Wayback Machine director Mark Graham told me the Internet Archive’s humble goal is “universal access to all knowledge.” Currently, the archive works with more than 1,000 libraries, universities, and other historical groups to provide a “time horizon” for the internet—a snapshot of content that will live into the future.

Graham said he was inspired by the work of Ferdinand Columbus (yes, Christopher’s son), who spent the 1520s trying to compile a library of every book ever printed. Columbus succeeded in collecting 15,000 books, of which 7,000 currently still exist.

Graham said he found the collection of knowledge to be a noble goal to replicate. “What can we learn from the people who have come before us who have tried to build repositories of knowledge for the ages?” he asked.

The Wayback Machine does face daunting technological challenges: Imagine archiving the entire back-end Amazon.com catalog database, for instance. Instead, Graham said he was “going to focus more on the press releases, the news articles, the tweets, the YouTube videos. The stuff that makes up our lives, our digital world.”

But with an expanding online world, even while archiving 170,000 new pages per day, the Internet Archive can’t save everything.

It’s not for lack of trying. In the next year alone, the Wayback Machine is expected to increase its total holdings by 25 percent. But Graham said he doesn’t know what percentage of the web the Wayback Machine is currently collecting, because there is no way to calculate how much information is out there to grab.

He noted that he recently archived a wildly popular 25-year-old recipe site called Chowhound, which went out of business in late March. A crawl of Chowhound netted the Wayback Machine millions of new cooking-related URLs. But he has no idea how many total URLs were embedded in the website, so he doesn’t know whether he got it all.

“Take that same problem and expand it to the web,” he said. “That’s hundreds of millions of sites.”

(Graham noted the Wayback Machine is also one of the sites archiving Donald Trump’s tweets, but he’s missing “around 10.”)

McCain called the Internet Archive the “oldest and most established organization devoted to the purpose of archiving the web,” but said “even it struggles to capture news websites.”

For one thing, more news outlets are protecting their content through the use of paywalls.

“Those paywalls are apparently necessary in order to help the news organizations generate much-needed revenue,” said McCain, “but they do present a formidable barrier to the kind of web archiving that the Internet Archive and other such services provide.”

For that reason, McCain thinks the responsibility for preserving content falls with the outlets creating it.

“Since there is so much content that is owned and held by the news organizations themselves, we believe that a significant part of the solution for preserving digital news, including online news and whatever formats may come next, could and should reside within the news organizations and the technologies they employ,” he said.

And, of course, the ever-changing face of technology makes it difficult to freeze a website in time as content management systems change.

“The Internet Archive scrapes, but you get two clicks in, and you get dead links,” said Hansen. “No one has figured out how to properly archive a complete website.” She called it a “snapshot, not an archive.”

Other third-party entities are still trying, however. Libraries and historical societies attempt to archive news, but rarely have the funding or the technological know-how to do so. In 2010, the Library of Congress began archiving all of Twitter, but dumped the project in 2017, deciding only to preserve a small selection of tweets. The collection is still not accessible to the public.

Paul said the incentives for archiving digital content simply aren’t there.

“People that are going to be making the decisions about what gets preserved are not basing their decisions on future accessibility or the value in understanding what life was like in the early 2020s,” she said.

With news organizations being bought up by private equity companies, Paul said the decision to archive old material is going to be based more on whether the material can be monetized through clicks.

“Just the intrinsic value of a record of what life was like in a past time is not going to be based on that value.
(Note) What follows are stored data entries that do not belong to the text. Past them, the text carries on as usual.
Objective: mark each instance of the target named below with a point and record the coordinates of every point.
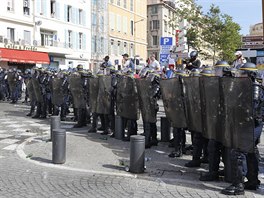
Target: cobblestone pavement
(20, 178)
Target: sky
(244, 12)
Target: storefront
(22, 57)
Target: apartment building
(127, 29)
(52, 33)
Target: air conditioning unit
(5, 40)
(22, 42)
(35, 42)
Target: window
(112, 18)
(69, 13)
(119, 47)
(125, 25)
(46, 38)
(52, 8)
(125, 47)
(132, 27)
(131, 52)
(112, 44)
(118, 24)
(11, 34)
(154, 9)
(27, 37)
(94, 16)
(154, 25)
(80, 16)
(165, 26)
(10, 5)
(70, 39)
(94, 42)
(26, 7)
(80, 40)
(155, 40)
(131, 5)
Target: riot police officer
(237, 188)
(179, 136)
(194, 62)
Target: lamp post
(135, 40)
(263, 19)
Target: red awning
(23, 56)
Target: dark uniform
(237, 187)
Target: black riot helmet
(195, 72)
(222, 68)
(207, 72)
(193, 54)
(248, 69)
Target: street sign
(252, 38)
(166, 41)
(182, 55)
(163, 58)
(252, 46)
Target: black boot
(93, 129)
(234, 189)
(193, 163)
(252, 173)
(177, 153)
(210, 176)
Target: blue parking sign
(166, 41)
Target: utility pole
(263, 19)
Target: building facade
(99, 37)
(61, 29)
(160, 24)
(127, 29)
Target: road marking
(5, 135)
(11, 147)
(27, 134)
(9, 141)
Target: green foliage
(214, 35)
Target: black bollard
(59, 146)
(54, 124)
(119, 128)
(227, 169)
(137, 154)
(165, 129)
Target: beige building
(256, 30)
(127, 29)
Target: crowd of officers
(54, 92)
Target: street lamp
(135, 34)
(135, 40)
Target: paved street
(95, 165)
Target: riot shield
(76, 90)
(11, 79)
(210, 104)
(93, 93)
(57, 91)
(127, 105)
(104, 95)
(30, 89)
(173, 100)
(37, 90)
(147, 103)
(237, 113)
(193, 104)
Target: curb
(22, 155)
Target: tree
(212, 28)
(230, 39)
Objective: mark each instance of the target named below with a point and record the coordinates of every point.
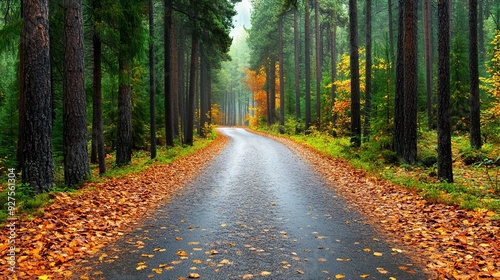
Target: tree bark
(38, 166)
(124, 133)
(307, 39)
(399, 115)
(169, 116)
(334, 67)
(152, 83)
(190, 110)
(428, 60)
(76, 161)
(354, 62)
(475, 106)
(410, 82)
(318, 62)
(282, 75)
(296, 60)
(445, 171)
(368, 70)
(97, 129)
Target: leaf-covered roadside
(77, 225)
(451, 242)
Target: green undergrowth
(29, 204)
(476, 172)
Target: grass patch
(29, 204)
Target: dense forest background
(157, 73)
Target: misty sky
(242, 18)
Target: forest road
(257, 211)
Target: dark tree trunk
(391, 30)
(354, 62)
(411, 82)
(204, 93)
(38, 166)
(307, 39)
(124, 128)
(282, 75)
(152, 83)
(318, 62)
(272, 91)
(334, 66)
(76, 161)
(190, 110)
(399, 114)
(169, 116)
(97, 129)
(475, 108)
(428, 59)
(445, 169)
(177, 83)
(296, 60)
(368, 70)
(482, 51)
(20, 135)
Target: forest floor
(450, 241)
(77, 224)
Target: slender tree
(169, 98)
(318, 62)
(410, 82)
(307, 39)
(281, 74)
(97, 127)
(475, 108)
(38, 166)
(152, 87)
(76, 161)
(368, 70)
(334, 62)
(354, 62)
(296, 61)
(399, 114)
(428, 59)
(445, 171)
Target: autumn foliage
(77, 225)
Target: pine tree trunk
(76, 161)
(296, 61)
(190, 111)
(445, 171)
(334, 67)
(38, 166)
(307, 39)
(428, 60)
(97, 129)
(272, 91)
(368, 70)
(152, 84)
(282, 75)
(124, 133)
(399, 115)
(410, 82)
(318, 62)
(354, 62)
(169, 116)
(475, 107)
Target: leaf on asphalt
(265, 273)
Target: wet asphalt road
(257, 210)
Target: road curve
(257, 211)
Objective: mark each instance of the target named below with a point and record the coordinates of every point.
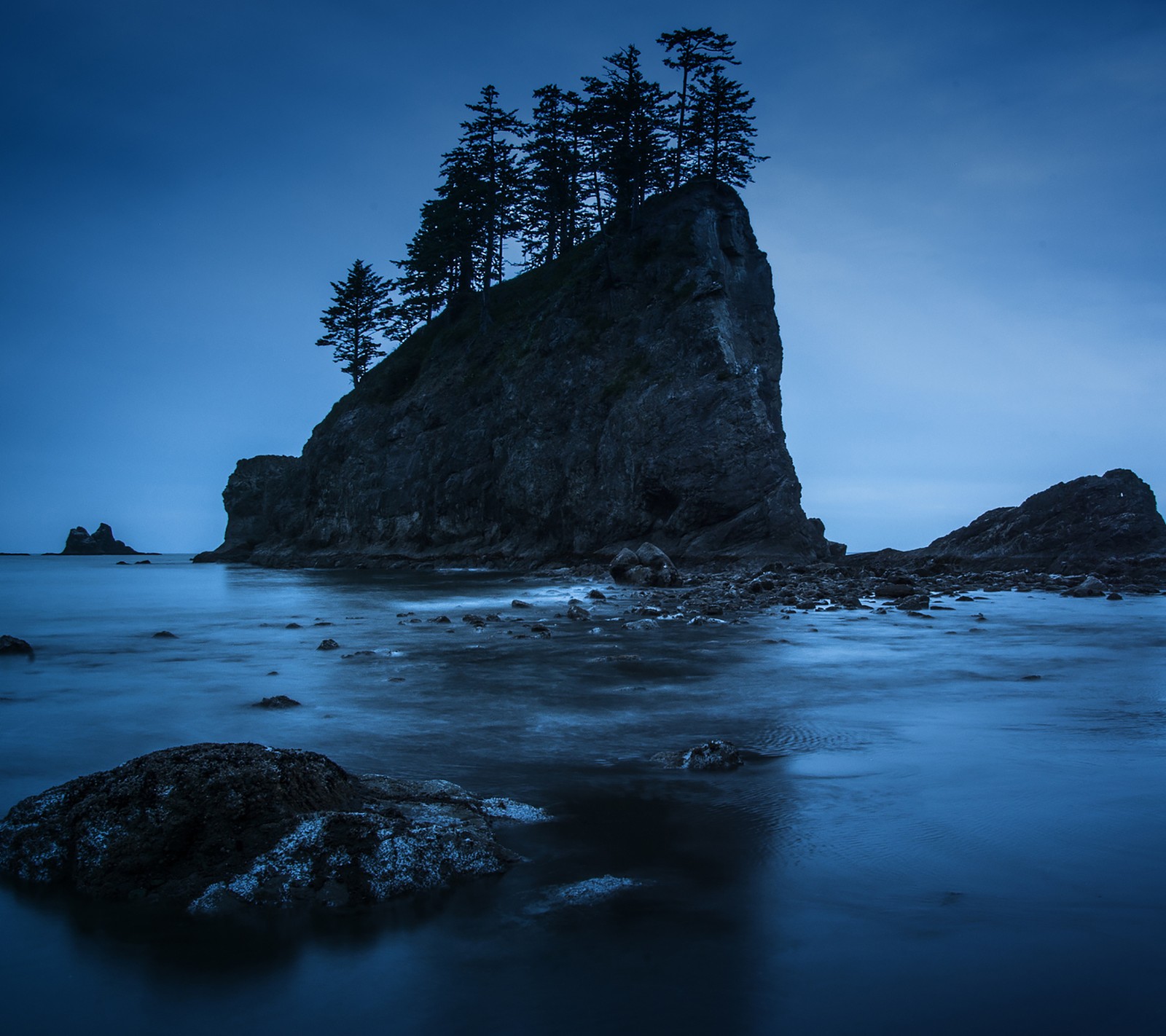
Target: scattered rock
(277, 702)
(915, 603)
(227, 828)
(711, 756)
(582, 893)
(15, 645)
(1092, 586)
It’s going to be based on whether we can sell ads on it,” she said.

For their book, Hansen and Paul conducted a study of archival practices at ten legacy news organizations, eight of which were traditional news outlets that had produced a printed newspaper for decades but now also published online.

Not one of the 10 organizations had a complete archive of its website.

Why Does It Matter?

In 2021, the Rolling Stones decided to pull one of their most popular songs, “Brown Sugar,” from their live performances. (It is unclear what part of that sentence would most confuse a Rolling Stones fan from 1971, the year “Brown Sugar” was released: that the song, which details the rape of black women during slavery, would one day be deemed offensive, or that the Stones were still playing live shows in 2021.)
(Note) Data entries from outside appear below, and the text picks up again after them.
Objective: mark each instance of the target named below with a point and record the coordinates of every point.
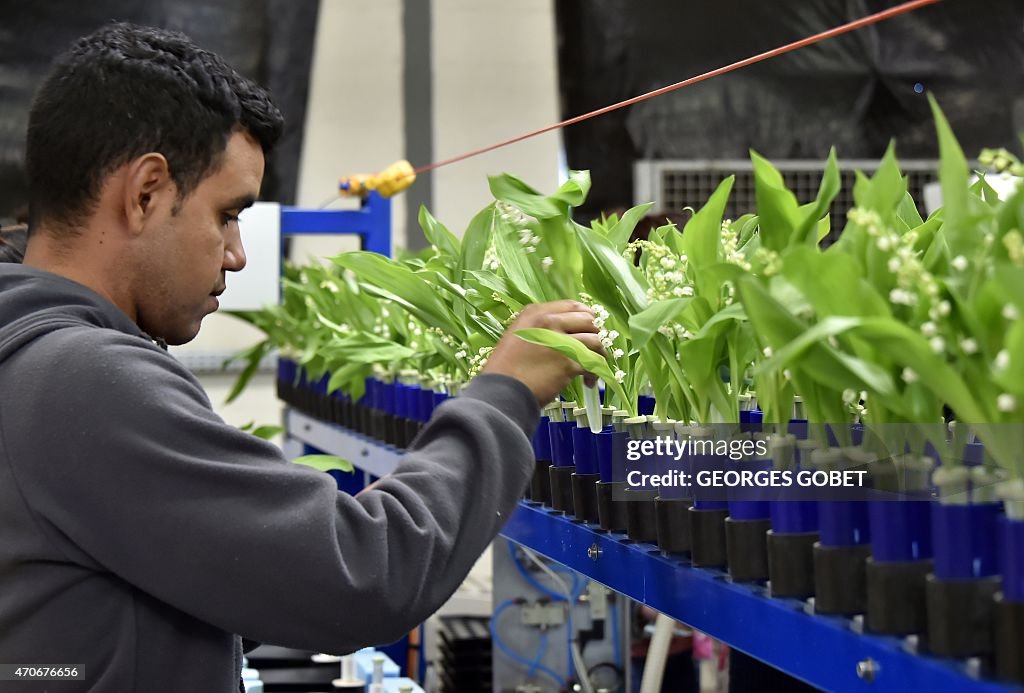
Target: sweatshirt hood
(34, 302)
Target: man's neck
(70, 260)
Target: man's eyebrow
(241, 203)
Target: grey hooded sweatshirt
(140, 535)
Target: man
(12, 242)
(139, 534)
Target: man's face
(188, 255)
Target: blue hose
(532, 666)
(613, 615)
(557, 596)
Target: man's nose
(235, 254)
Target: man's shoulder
(87, 353)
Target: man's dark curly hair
(122, 92)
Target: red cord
(858, 24)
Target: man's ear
(148, 190)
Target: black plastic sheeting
(270, 41)
(856, 91)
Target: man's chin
(182, 336)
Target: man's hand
(544, 371)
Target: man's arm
(145, 481)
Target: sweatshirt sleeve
(129, 471)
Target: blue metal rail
(823, 651)
(372, 222)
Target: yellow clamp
(394, 178)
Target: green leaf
(476, 240)
(267, 432)
(702, 232)
(907, 212)
(325, 463)
(809, 228)
(513, 190)
(645, 325)
(387, 278)
(437, 234)
(613, 268)
(777, 327)
(952, 173)
(573, 349)
(873, 377)
(573, 191)
(777, 208)
(516, 265)
(732, 312)
(252, 356)
(832, 282)
(888, 186)
(619, 235)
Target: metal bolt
(911, 644)
(867, 668)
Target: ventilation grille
(677, 184)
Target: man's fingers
(572, 323)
So far, “Brown Sugar” has remained on the major digital streaming platforms. But it hardly seems possible that it will survive forever. Of course, it will be available on vinyl and CD for those who own turntables and CD players. Similarly, it seems likely that the only people with access to the original language of Mark Twain’s “Adventures of Huckleberry Finn” will be those who own the physical copies: new versions scrubbing the book of its 1884 racial nomenclature hit bookshelves a decade ago.

But digital news is more analogous to streaming music or TV shows. There often is no print version or hard copy that can be preserved. And once everything is digital, a whole new problem crops up: Content can easily be erased or retroactively edited to reflect modern sensibilities. And once that happens, history becomes negotiable. It will be impossible to access an accurate record of what people in 2022 thought or felt.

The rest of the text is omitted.